As new viruses mutate and spread, ready access to preventive and curative medicine becomes more critical. Superbugs would be a concern even if we had a fully functional health system. With the system we’ve got, the impact of new mutated viruses could be serious - and potentially catastrophic.
5. Virtual Health Care: Online healthcare holds great promise for the future - both as a way for people to manage their own health, and as a tool that links doctors and patients in a unified network. But even now, before “Health 2.0″ is a reality, we’re seeing a wave of health data losses and thefts. (They’ve become so common that I have a whole blog section devoted to privacy issues.)
The combination of electronic medical records, electronic prescriptions, and other online tools could result in new forms of crime - with scary enough potential results that I’d rather not describe them in public. (Why serve as a think tank for the bad guys?) Virtual health could also cause substantial shifts in the kind of medical care people demand.
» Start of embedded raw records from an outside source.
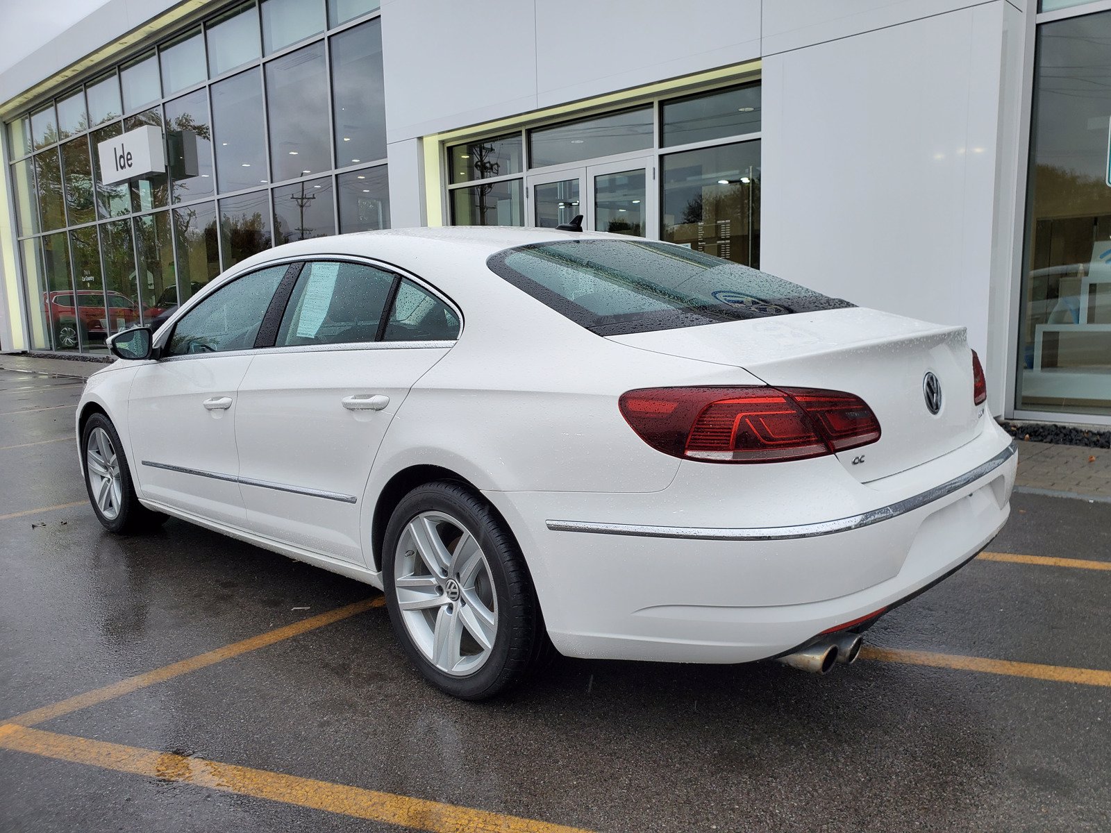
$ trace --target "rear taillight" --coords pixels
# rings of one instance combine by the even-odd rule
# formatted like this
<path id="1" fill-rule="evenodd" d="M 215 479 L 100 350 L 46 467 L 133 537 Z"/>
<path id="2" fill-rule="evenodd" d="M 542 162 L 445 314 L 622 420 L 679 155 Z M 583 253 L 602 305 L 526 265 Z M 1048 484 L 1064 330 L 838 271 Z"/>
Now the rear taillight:
<path id="1" fill-rule="evenodd" d="M 717 463 L 771 463 L 834 454 L 880 439 L 851 393 L 809 388 L 643 388 L 621 414 L 657 451 Z"/>
<path id="2" fill-rule="evenodd" d="M 983 377 L 983 365 L 980 357 L 972 351 L 972 402 L 982 405 L 988 401 L 988 380 Z"/>

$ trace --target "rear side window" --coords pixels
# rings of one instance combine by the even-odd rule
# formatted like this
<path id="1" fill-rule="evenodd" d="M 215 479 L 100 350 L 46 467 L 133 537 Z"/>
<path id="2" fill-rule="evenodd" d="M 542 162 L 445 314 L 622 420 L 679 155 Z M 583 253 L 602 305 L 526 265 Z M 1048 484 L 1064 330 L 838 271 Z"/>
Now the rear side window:
<path id="1" fill-rule="evenodd" d="M 412 281 L 402 280 L 382 341 L 452 341 L 459 317 L 448 304 Z"/>
<path id="2" fill-rule="evenodd" d="M 599 335 L 854 305 L 739 263 L 645 240 L 532 243 L 497 252 L 487 265 Z"/>
<path id="3" fill-rule="evenodd" d="M 244 274 L 206 298 L 173 327 L 167 355 L 220 353 L 254 347 L 286 267 Z"/>
<path id="4" fill-rule="evenodd" d="M 376 341 L 393 280 L 392 272 L 361 263 L 306 263 L 274 347 Z"/>

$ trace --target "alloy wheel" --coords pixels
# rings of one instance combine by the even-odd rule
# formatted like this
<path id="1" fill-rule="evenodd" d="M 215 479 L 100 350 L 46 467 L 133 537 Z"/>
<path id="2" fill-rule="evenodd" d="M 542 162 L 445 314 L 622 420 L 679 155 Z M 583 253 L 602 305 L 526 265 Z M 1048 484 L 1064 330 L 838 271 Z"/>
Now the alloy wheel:
<path id="1" fill-rule="evenodd" d="M 478 540 L 443 512 L 421 512 L 398 540 L 393 585 L 406 630 L 452 676 L 478 671 L 498 634 L 498 600 Z"/>
<path id="2" fill-rule="evenodd" d="M 61 347 L 66 348 L 67 350 L 70 348 L 76 348 L 77 328 L 73 327 L 72 324 L 62 324 L 60 328 L 58 328 L 58 343 Z"/>
<path id="3" fill-rule="evenodd" d="M 123 505 L 123 478 L 120 459 L 104 429 L 94 428 L 89 434 L 84 463 L 89 491 L 97 501 L 97 509 L 106 519 L 114 521 Z"/>

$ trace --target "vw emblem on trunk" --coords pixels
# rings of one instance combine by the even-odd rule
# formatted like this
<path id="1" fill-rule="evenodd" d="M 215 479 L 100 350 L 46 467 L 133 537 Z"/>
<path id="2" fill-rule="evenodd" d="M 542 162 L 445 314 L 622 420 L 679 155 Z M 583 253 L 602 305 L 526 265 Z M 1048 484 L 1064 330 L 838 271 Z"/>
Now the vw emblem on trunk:
<path id="1" fill-rule="evenodd" d="M 922 395 L 925 398 L 925 407 L 930 413 L 941 410 L 941 382 L 933 375 L 932 371 L 927 371 L 922 378 Z"/>

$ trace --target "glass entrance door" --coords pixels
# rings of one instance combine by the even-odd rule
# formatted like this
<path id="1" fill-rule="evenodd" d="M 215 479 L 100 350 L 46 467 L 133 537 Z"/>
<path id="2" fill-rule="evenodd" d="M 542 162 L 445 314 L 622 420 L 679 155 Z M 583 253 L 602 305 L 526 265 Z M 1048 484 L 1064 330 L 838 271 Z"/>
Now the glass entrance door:
<path id="1" fill-rule="evenodd" d="M 529 178 L 530 221 L 554 229 L 582 214 L 582 228 L 659 238 L 659 208 L 651 159 L 564 168 Z"/>
<path id="2" fill-rule="evenodd" d="M 532 198 L 531 223 L 538 229 L 554 229 L 571 222 L 575 214 L 585 214 L 580 197 L 582 179 L 581 168 L 533 177 L 529 187 Z M 585 220 L 582 227 L 589 228 Z"/>
<path id="3" fill-rule="evenodd" d="M 590 227 L 594 231 L 659 239 L 657 189 L 651 187 L 654 172 L 651 159 L 631 159 L 587 168 Z"/>

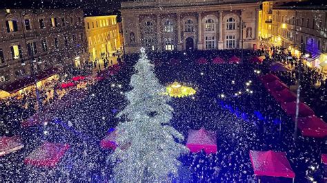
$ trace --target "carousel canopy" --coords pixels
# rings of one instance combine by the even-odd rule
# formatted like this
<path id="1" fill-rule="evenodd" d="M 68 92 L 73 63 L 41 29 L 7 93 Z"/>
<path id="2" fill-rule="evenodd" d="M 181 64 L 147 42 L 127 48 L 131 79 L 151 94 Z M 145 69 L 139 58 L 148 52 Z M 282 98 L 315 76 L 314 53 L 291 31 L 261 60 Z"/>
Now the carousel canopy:
<path id="1" fill-rule="evenodd" d="M 250 151 L 252 166 L 256 175 L 293 178 L 295 173 L 284 152 Z"/>
<path id="2" fill-rule="evenodd" d="M 204 150 L 206 153 L 217 152 L 216 132 L 206 130 L 204 127 L 199 130 L 188 131 L 186 146 L 191 152 Z"/>

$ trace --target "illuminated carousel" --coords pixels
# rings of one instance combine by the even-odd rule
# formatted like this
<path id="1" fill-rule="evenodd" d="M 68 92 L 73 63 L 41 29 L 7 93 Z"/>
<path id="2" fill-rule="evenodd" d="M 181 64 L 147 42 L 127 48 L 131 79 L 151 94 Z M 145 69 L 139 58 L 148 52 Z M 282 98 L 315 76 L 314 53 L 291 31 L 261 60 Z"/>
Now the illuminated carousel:
<path id="1" fill-rule="evenodd" d="M 179 83 L 175 81 L 172 84 L 169 85 L 166 87 L 166 92 L 165 94 L 168 95 L 171 97 L 181 98 L 186 96 L 190 96 L 194 94 L 197 91 L 190 87 L 183 86 Z"/>

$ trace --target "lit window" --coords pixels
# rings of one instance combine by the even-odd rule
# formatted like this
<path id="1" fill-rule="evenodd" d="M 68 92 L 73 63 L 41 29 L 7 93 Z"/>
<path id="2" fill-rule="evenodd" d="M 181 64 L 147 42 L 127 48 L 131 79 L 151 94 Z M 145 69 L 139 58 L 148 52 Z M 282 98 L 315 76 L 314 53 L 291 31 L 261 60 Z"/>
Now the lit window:
<path id="1" fill-rule="evenodd" d="M 25 23 L 25 29 L 26 30 L 30 30 L 30 20 L 29 19 L 25 19 L 24 23 Z"/>
<path id="2" fill-rule="evenodd" d="M 58 26 L 58 22 L 57 21 L 57 18 L 51 18 L 51 26 L 55 28 Z"/>
<path id="3" fill-rule="evenodd" d="M 235 30 L 236 21 L 232 17 L 227 19 L 226 28 L 227 30 Z"/>
<path id="4" fill-rule="evenodd" d="M 43 19 L 39 19 L 39 23 L 40 24 L 40 29 L 43 29 L 46 28 L 46 26 L 44 25 L 44 21 Z"/>
<path id="5" fill-rule="evenodd" d="M 43 39 L 41 41 L 41 43 L 42 44 L 42 50 L 43 52 L 48 52 L 48 45 L 46 43 L 46 40 Z"/>
<path id="6" fill-rule="evenodd" d="M 235 48 L 235 36 L 226 36 L 226 48 Z"/>
<path id="7" fill-rule="evenodd" d="M 18 31 L 17 21 L 14 20 L 6 21 L 7 27 L 7 32 L 12 32 Z"/>
<path id="8" fill-rule="evenodd" d="M 174 41 L 171 38 L 165 39 L 166 50 L 174 50 Z"/>
<path id="9" fill-rule="evenodd" d="M 21 58 L 21 47 L 20 45 L 11 46 L 10 50 L 13 60 Z"/>
<path id="10" fill-rule="evenodd" d="M 185 21 L 185 32 L 193 32 L 194 23 L 192 20 L 188 19 Z"/>
<path id="11" fill-rule="evenodd" d="M 206 20 L 205 25 L 206 31 L 215 31 L 215 21 L 212 19 Z"/>
<path id="12" fill-rule="evenodd" d="M 215 42 L 215 36 L 206 36 L 206 49 L 214 49 Z"/>
<path id="13" fill-rule="evenodd" d="M 174 30 L 172 22 L 170 20 L 166 20 L 164 23 L 164 32 L 172 32 Z"/>

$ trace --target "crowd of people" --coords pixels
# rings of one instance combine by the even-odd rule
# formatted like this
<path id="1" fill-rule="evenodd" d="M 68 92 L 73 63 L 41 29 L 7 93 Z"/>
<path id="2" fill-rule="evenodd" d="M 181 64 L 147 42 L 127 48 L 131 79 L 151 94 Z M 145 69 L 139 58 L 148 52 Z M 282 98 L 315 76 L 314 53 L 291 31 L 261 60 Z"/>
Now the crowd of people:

While that might actually be a thing, failure to plan for it could result in some temporary inconveniences.
6. Climate Change: Global warming could change the way we use medical care - and how much we need. As an Australian study found (and we summarized here), overall hospital admissions went up by 7% during heat waves, while mental health admissions went up by the same percentage - and kidney-related admissions increased 17%. That adds up to a snapshot of medical conditions on a globally-warmed planet. Other changes, like a dramatic increase in the occurrence of mosquito-borne diseases, could also take place.
7. Radical self-redesign: ‘Transhumanism’ - the movement to re-engineer the human body - isn’t a well-known term today. But the process is already underway, and it will gain momentum in the coming decades. Choosing our children’s genetic characteristics … building computer technologies into our bodies … extending our lifespans … all of these will come into being in the coming years. This will raise a series of questions in fields like medical ethics and health financing, as we’ve discussed before.
What should we be allowed to do to ourselves and our children? Which changes should be paid for as a social right, and which are a personal choice? Will we create a ‘two-tiered’ race of human beings? These science-fiction questions will become increasingly concrete as we consider the health care reform issues of the coming century.